His appeal is harder to assess, however. It is not simple travelogue, Evans insists. “I reject the argument that Wallander is popular here because there’s a kind of ‘northern’ fiction, particularly crime fiction,” says Evans. It is the mental landscape that he inhabits that gives him such appeal, he argues.

In addition, there is the simple issue of availability in key book buying markets. “I think it’s cyclical,” says Evans. “We’ve taken a long time away from European art, European fiction in particular. We had our eyes to the Americas. Part of the problem is simply the translation. There has been truly great stuff going on in European fiction for 15 years or more, and perhaps it’s only now we’re beginning to let it in.”

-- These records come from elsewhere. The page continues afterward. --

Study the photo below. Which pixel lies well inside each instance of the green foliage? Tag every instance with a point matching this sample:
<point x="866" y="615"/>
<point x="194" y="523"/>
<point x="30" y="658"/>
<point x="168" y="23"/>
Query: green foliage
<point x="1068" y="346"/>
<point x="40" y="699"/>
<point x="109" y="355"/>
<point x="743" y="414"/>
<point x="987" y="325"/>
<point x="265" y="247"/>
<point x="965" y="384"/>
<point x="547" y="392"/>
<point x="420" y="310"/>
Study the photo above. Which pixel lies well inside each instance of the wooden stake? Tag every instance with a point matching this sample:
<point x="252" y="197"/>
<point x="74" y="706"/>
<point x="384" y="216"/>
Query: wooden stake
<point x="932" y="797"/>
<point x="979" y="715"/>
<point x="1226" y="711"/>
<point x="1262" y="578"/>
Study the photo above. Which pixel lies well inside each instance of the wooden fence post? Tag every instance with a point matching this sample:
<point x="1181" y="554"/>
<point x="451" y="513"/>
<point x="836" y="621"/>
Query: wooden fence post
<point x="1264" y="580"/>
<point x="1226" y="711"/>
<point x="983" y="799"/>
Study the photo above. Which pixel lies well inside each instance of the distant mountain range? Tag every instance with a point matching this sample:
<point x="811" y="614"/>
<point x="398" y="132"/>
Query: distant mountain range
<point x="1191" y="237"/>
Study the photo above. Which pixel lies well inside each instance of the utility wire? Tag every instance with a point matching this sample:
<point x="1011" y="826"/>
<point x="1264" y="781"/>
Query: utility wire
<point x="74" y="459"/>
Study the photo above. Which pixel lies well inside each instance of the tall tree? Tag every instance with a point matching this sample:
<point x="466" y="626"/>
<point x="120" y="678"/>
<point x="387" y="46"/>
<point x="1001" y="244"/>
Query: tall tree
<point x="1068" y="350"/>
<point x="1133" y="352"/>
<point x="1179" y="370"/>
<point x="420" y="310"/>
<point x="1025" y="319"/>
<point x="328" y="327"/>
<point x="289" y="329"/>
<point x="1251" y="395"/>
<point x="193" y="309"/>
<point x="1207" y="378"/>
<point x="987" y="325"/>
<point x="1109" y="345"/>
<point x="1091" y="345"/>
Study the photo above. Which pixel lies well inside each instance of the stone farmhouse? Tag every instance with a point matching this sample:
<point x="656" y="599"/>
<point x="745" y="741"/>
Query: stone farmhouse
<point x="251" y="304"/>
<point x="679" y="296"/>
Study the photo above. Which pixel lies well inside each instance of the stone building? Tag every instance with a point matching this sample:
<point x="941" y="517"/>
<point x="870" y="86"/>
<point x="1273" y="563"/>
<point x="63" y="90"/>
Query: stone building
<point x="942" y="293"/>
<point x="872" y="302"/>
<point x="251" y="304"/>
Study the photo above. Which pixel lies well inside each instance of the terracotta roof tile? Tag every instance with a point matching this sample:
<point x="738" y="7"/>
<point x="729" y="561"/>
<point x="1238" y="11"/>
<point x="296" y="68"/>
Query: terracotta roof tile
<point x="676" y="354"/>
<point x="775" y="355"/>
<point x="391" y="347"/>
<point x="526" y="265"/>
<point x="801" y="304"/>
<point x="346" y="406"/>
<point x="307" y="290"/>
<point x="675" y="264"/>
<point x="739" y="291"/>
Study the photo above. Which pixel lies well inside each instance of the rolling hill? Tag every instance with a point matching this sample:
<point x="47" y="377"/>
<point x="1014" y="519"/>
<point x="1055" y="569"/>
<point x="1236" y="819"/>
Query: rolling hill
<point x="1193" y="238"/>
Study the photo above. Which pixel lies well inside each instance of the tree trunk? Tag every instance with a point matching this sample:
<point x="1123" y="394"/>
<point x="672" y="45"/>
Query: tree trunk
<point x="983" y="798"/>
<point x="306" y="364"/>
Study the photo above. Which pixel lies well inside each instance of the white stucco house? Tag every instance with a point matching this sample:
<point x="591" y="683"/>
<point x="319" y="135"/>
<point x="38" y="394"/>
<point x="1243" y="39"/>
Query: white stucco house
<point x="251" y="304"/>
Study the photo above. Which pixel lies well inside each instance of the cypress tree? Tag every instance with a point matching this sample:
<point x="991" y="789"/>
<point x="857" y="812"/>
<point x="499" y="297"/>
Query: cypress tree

There is more to the issue than that, however. Many other novels about foreign detectives are now translated into English and none has had the impact of those involving the resolutely depressive Kurt Wallander.

In that sense, Mankell has bigger issues to address than the average detective novelist, which perhaps explains his elusive appeal. Mankell is, to repeat the description of his publisher, a child of 1968. “The fundamental driving force for me is to create a change in the world we live in ... It is about exploitation, plundering and degradation,” he says. “I have a small possibility to participate in the resistance. Most of the things that I do are part of a resistance, a form of solidarity work.”

His books, and the series made from them, are investigations of the failure of political promise, say critics. “All of Henning’s books are an elegy to the broken socialist dream of Sweden,” the publisher Christopher MacLehose remarked recently. “Henning still can’t get used to the idea that Sweden has failed to deliver its social democratic dream.”

Thus we get more than a mere who-dunnit with a Wallander story. We get edge, a sense that a good man is hunting through a landscape of broken dreams for signs that some decency has survived and who rarely succeeds in his quest. There is a resonance here that goes far beyond standard detective novels.